SubGrab

Make Your Videos WCAG-Compliant: A Practical Transcript Guide

What WCAG 2.2 actually requires for video accessibility, and how to use transcripts to meet AA-level conformance without a six-figure budget.

If you publish video on a website your business legally has to make accessible — government, education, healthcare, finance, anything covered by the ADA, the European Accessibility Act, or the UK Public Sector Bodies Accessibility Regulations — you need to know which transcript and caption rules apply.

This guide covers the practical version: what WCAG 2.2 says, what's enforced, and how to actually meet the bar with SubGrab without hiring a transcription agency.

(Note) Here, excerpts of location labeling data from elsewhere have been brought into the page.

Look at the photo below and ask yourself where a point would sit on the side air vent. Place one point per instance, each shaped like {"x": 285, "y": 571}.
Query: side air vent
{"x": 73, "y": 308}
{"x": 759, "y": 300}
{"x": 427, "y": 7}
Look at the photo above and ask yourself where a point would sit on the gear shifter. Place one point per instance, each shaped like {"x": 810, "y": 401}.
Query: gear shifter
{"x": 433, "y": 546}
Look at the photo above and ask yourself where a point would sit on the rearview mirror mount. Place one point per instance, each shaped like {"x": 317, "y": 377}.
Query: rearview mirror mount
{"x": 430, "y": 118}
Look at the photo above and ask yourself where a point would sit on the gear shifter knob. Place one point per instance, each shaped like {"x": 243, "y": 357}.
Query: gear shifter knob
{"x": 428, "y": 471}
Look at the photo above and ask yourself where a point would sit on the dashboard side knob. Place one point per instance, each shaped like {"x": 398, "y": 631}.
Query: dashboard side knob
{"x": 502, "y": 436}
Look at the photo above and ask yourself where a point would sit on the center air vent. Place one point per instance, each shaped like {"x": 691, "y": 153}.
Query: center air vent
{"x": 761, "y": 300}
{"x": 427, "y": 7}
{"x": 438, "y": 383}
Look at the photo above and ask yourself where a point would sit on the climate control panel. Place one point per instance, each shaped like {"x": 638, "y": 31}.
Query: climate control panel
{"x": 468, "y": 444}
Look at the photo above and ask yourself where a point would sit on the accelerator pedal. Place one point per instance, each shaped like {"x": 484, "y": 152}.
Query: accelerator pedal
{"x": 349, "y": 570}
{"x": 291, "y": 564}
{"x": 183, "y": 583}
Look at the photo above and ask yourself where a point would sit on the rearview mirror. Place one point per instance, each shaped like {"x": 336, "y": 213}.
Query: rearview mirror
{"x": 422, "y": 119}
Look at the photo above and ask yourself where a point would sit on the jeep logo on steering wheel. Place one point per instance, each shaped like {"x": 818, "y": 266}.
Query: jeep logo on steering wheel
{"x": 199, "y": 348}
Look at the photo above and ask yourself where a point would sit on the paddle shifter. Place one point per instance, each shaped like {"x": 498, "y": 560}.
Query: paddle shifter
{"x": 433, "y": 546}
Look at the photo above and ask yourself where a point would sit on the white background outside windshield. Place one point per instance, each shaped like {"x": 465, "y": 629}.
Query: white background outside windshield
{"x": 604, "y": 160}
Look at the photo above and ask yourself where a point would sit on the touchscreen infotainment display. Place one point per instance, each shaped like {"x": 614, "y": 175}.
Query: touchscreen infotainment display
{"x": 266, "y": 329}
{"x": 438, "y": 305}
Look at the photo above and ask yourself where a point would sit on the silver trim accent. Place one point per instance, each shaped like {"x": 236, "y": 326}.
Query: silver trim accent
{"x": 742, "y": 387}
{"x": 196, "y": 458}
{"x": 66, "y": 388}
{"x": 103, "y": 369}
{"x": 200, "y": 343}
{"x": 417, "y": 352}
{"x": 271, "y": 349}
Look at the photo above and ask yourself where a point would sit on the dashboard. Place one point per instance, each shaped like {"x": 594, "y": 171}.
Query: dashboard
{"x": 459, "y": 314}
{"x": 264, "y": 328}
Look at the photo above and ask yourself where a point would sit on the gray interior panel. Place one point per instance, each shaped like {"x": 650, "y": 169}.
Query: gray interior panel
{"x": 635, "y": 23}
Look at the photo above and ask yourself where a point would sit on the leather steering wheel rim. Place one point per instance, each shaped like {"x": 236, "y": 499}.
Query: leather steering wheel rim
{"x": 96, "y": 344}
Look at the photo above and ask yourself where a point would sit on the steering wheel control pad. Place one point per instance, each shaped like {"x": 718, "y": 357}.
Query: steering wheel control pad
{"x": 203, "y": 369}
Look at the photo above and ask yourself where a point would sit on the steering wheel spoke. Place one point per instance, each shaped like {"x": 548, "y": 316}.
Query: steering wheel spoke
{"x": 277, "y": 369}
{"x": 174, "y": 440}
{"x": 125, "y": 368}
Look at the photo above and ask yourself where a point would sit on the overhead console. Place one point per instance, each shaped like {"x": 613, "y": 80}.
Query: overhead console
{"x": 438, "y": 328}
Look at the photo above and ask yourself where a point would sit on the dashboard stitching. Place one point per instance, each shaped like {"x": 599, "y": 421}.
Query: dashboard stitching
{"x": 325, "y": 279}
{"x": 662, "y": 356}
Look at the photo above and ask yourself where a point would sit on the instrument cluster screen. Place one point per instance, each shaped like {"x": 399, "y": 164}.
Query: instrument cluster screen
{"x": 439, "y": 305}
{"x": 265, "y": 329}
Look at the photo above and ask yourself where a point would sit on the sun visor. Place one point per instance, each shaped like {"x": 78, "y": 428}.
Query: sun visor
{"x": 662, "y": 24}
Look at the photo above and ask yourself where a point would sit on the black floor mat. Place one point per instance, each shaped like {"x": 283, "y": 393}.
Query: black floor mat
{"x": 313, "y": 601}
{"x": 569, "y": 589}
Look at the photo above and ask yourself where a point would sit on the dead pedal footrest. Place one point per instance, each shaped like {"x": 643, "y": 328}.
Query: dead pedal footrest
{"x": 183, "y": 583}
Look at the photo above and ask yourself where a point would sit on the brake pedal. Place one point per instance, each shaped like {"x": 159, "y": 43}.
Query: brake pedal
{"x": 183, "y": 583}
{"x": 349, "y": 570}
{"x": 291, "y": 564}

The Two WCAG Criteria You Need to Know

The Web Content Accessibility Guidelines (WCAG) 2.2, the standard most accessibility laws point to, has two video-specific success criteria at the AA level:

### 1.2.2 Captions (Prerecorded) — Level A

> Captions are provided for all prerecorded audio content in synchronized media.

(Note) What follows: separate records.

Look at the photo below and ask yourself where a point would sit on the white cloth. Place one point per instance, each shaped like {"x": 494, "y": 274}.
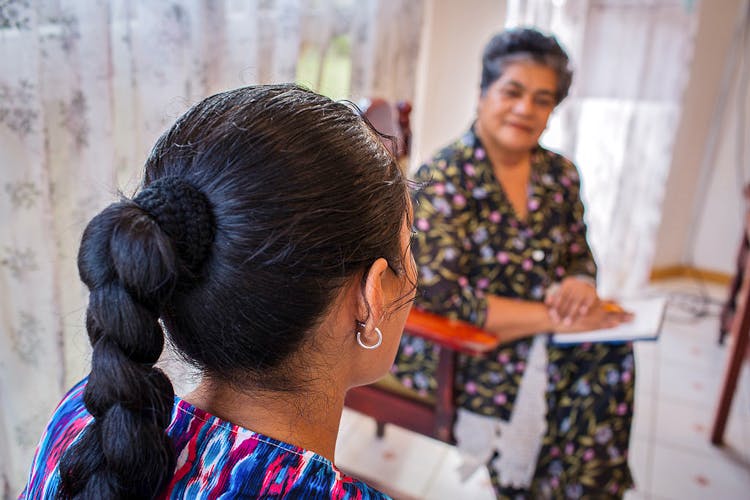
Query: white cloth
{"x": 518, "y": 441}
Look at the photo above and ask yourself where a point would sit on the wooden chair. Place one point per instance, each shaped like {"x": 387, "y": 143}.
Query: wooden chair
{"x": 389, "y": 402}
{"x": 391, "y": 120}
{"x": 735, "y": 321}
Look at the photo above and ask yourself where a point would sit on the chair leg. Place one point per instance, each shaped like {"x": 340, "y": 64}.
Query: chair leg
{"x": 380, "y": 429}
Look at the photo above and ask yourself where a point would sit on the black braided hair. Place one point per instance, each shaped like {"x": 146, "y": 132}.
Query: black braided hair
{"x": 257, "y": 206}
{"x": 525, "y": 43}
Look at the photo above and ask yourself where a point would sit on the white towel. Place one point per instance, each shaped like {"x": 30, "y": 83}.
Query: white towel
{"x": 517, "y": 441}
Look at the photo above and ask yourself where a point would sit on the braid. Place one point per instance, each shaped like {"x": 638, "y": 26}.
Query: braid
{"x": 131, "y": 257}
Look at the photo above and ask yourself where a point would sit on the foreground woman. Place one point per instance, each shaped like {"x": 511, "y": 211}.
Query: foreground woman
{"x": 270, "y": 243}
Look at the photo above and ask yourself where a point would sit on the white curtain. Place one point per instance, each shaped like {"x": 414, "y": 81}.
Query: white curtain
{"x": 631, "y": 61}
{"x": 86, "y": 87}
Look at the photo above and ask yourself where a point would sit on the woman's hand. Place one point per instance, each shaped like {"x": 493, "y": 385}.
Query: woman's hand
{"x": 571, "y": 299}
{"x": 603, "y": 314}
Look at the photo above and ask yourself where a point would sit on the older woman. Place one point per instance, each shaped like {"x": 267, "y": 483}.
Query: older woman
{"x": 502, "y": 244}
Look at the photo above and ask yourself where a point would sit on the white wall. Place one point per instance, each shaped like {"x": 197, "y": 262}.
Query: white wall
{"x": 448, "y": 75}
{"x": 448, "y": 71}
{"x": 703, "y": 211}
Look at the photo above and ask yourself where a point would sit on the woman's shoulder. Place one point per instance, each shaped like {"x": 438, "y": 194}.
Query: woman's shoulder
{"x": 447, "y": 164}
{"x": 69, "y": 419}
{"x": 248, "y": 464}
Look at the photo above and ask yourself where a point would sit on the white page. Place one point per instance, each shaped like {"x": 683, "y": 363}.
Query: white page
{"x": 645, "y": 325}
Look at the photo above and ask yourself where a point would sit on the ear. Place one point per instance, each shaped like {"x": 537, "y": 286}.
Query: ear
{"x": 371, "y": 302}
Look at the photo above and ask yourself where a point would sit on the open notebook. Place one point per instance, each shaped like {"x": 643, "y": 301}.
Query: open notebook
{"x": 646, "y": 324}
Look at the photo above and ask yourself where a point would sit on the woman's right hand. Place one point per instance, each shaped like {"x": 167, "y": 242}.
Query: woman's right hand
{"x": 603, "y": 314}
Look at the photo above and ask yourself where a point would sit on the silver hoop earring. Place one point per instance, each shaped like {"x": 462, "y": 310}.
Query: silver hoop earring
{"x": 375, "y": 345}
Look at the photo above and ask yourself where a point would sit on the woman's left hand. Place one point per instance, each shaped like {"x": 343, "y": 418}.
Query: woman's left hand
{"x": 572, "y": 298}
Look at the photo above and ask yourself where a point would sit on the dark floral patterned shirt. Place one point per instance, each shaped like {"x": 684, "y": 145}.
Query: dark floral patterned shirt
{"x": 470, "y": 243}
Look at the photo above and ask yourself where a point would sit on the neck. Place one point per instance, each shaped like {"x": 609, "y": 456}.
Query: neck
{"x": 308, "y": 419}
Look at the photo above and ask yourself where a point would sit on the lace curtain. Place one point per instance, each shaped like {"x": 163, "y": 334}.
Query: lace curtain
{"x": 631, "y": 63}
{"x": 86, "y": 87}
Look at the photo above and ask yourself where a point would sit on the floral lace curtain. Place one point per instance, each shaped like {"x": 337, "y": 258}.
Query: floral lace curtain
{"x": 631, "y": 63}
{"x": 86, "y": 87}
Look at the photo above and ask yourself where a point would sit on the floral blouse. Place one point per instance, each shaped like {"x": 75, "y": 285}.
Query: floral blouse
{"x": 470, "y": 243}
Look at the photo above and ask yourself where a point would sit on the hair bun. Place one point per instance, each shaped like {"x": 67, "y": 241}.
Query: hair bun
{"x": 184, "y": 213}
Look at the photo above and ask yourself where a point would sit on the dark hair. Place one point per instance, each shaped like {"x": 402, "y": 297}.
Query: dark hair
{"x": 525, "y": 44}
{"x": 289, "y": 195}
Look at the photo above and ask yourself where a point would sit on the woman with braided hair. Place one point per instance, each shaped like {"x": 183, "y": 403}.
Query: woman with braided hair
{"x": 270, "y": 242}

In plain English: every video on your site that has speech or important sound needs captions. Not auto-generated YouTube captions — actual reviewed captions that include speaker identification and non-speech audio (e.g., "[door slams]", "[laughter]").

### 1.2.3 Audio Description or Media Alternative (Prerecorded) — Level A

> An alternative for time-based media or audio description of prerecorded video content is provided for synchronized media.

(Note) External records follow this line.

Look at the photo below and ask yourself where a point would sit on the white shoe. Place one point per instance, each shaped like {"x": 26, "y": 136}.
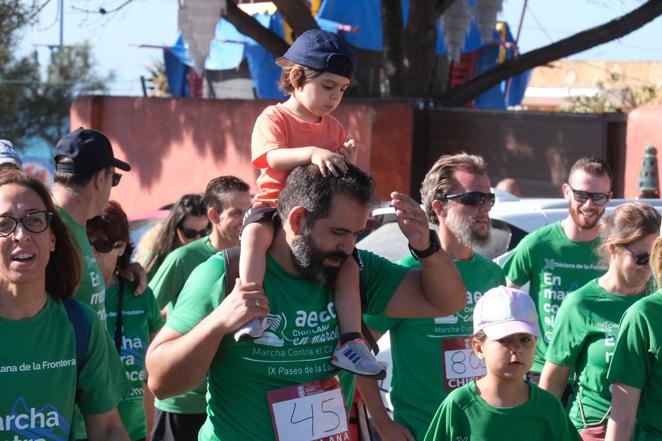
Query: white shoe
{"x": 354, "y": 356}
{"x": 251, "y": 330}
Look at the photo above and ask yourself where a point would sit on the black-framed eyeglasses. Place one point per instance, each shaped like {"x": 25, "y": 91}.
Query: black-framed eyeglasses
{"x": 582, "y": 196}
{"x": 34, "y": 222}
{"x": 104, "y": 246}
{"x": 640, "y": 258}
{"x": 472, "y": 198}
{"x": 191, "y": 233}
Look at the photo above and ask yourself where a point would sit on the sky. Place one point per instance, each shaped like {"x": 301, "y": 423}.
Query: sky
{"x": 115, "y": 37}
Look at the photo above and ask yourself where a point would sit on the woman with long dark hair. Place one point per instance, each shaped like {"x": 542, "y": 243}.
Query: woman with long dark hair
{"x": 636, "y": 366}
{"x": 186, "y": 222}
{"x": 55, "y": 353}
{"x": 586, "y": 326}
{"x": 132, "y": 320}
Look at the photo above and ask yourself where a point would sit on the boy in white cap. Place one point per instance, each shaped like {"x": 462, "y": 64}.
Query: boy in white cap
{"x": 502, "y": 405}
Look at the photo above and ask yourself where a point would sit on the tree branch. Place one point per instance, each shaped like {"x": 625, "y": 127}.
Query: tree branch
{"x": 441, "y": 6}
{"x": 250, "y": 27}
{"x": 579, "y": 42}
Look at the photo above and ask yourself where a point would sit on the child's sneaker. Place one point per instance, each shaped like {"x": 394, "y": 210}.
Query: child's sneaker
{"x": 354, "y": 356}
{"x": 251, "y": 330}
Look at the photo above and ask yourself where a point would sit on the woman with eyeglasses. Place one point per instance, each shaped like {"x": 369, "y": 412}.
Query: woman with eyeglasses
{"x": 586, "y": 325}
{"x": 186, "y": 222}
{"x": 55, "y": 351}
{"x": 132, "y": 320}
{"x": 636, "y": 366}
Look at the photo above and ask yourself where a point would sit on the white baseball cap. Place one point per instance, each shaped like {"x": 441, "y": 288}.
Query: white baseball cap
{"x": 504, "y": 311}
{"x": 8, "y": 154}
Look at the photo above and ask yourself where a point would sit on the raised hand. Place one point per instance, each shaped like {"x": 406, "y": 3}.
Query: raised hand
{"x": 328, "y": 161}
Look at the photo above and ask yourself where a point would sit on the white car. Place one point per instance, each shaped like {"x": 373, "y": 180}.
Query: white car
{"x": 512, "y": 219}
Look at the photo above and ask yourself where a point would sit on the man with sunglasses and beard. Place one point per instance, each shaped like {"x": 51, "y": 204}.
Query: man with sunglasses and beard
{"x": 432, "y": 356}
{"x": 271, "y": 385}
{"x": 84, "y": 175}
{"x": 560, "y": 258}
{"x": 227, "y": 199}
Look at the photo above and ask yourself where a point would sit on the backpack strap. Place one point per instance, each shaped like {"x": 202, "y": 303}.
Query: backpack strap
{"x": 231, "y": 258}
{"x": 82, "y": 328}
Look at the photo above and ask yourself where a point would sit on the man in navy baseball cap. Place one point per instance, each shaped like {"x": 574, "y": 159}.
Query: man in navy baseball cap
{"x": 322, "y": 51}
{"x": 87, "y": 151}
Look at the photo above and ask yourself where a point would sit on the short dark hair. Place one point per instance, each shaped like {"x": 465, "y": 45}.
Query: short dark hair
{"x": 216, "y": 193}
{"x": 113, "y": 224}
{"x": 594, "y": 166}
{"x": 166, "y": 241}
{"x": 306, "y": 187}
{"x": 64, "y": 267}
{"x": 75, "y": 179}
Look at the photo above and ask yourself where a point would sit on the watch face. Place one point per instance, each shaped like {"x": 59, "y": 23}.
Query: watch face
{"x": 430, "y": 250}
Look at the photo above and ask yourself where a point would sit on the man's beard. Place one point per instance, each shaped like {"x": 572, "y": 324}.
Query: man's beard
{"x": 463, "y": 230}
{"x": 583, "y": 224}
{"x": 308, "y": 260}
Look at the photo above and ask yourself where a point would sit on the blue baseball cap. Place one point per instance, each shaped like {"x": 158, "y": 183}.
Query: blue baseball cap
{"x": 89, "y": 150}
{"x": 322, "y": 51}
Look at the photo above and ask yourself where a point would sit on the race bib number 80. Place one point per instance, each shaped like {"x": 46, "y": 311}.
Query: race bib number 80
{"x": 309, "y": 412}
{"x": 461, "y": 365}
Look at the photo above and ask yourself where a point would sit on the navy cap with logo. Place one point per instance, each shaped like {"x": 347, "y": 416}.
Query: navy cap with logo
{"x": 89, "y": 150}
{"x": 322, "y": 51}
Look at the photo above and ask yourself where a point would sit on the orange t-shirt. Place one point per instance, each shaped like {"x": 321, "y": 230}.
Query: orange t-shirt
{"x": 277, "y": 128}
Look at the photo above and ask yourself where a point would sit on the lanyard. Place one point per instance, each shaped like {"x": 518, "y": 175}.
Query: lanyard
{"x": 118, "y": 321}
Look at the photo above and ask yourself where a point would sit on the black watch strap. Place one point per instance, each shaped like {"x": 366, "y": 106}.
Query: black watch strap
{"x": 430, "y": 250}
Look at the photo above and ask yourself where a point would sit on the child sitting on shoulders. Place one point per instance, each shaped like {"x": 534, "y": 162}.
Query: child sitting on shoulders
{"x": 317, "y": 70}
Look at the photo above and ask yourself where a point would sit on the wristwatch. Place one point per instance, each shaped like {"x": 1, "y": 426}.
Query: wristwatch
{"x": 430, "y": 250}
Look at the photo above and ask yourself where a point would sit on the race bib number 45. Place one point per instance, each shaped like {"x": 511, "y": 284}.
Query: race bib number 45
{"x": 461, "y": 365}
{"x": 309, "y": 412}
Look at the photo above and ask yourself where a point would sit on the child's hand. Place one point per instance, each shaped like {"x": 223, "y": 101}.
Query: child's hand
{"x": 327, "y": 161}
{"x": 350, "y": 150}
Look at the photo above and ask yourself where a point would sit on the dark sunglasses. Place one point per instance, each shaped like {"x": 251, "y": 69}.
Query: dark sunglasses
{"x": 190, "y": 233}
{"x": 582, "y": 196}
{"x": 640, "y": 258}
{"x": 472, "y": 198}
{"x": 34, "y": 222}
{"x": 105, "y": 245}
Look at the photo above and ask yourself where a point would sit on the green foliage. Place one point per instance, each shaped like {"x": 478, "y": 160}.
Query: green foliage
{"x": 33, "y": 103}
{"x": 614, "y": 100}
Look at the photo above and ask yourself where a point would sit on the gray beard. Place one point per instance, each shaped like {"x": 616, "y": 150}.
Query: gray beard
{"x": 463, "y": 231}
{"x": 308, "y": 261}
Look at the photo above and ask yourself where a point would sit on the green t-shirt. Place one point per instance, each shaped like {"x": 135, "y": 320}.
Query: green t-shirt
{"x": 295, "y": 349}
{"x": 584, "y": 338}
{"x": 167, "y": 284}
{"x": 140, "y": 319}
{"x": 91, "y": 290}
{"x": 464, "y": 415}
{"x": 637, "y": 361}
{"x": 432, "y": 356}
{"x": 169, "y": 279}
{"x": 555, "y": 266}
{"x": 38, "y": 380}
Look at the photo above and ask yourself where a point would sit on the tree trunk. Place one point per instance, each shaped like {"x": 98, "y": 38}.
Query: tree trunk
{"x": 297, "y": 14}
{"x": 420, "y": 42}
{"x": 579, "y": 42}
{"x": 393, "y": 47}
{"x": 250, "y": 27}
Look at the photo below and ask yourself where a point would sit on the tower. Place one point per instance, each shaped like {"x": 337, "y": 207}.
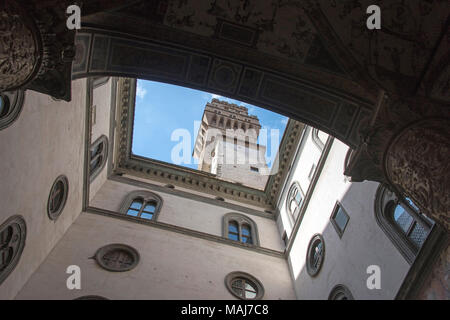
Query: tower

You either need (a) an audio description track that describes what's happening visually, or (b) a full text transcript that conveys the same information as the video.

The transcript route is dramatically cheaper and faster. It also doubles as SEO content. This is where SubGrab earns its keep.

What Counts as a "Compliant" Transcript

WCAG's Understanding 1.2.3 document is specific. A compliant text alternative must include:

1. All spoken dialogue, with speaker identification when more than one person speaks

2. Important non-speech audio that contributes to meaning (sound effects, music cues with narrative significance)

3. Important visual information — what's happening on screen that isn't conveyed by the audio (charts, demonstrations, on-screen text, expressions)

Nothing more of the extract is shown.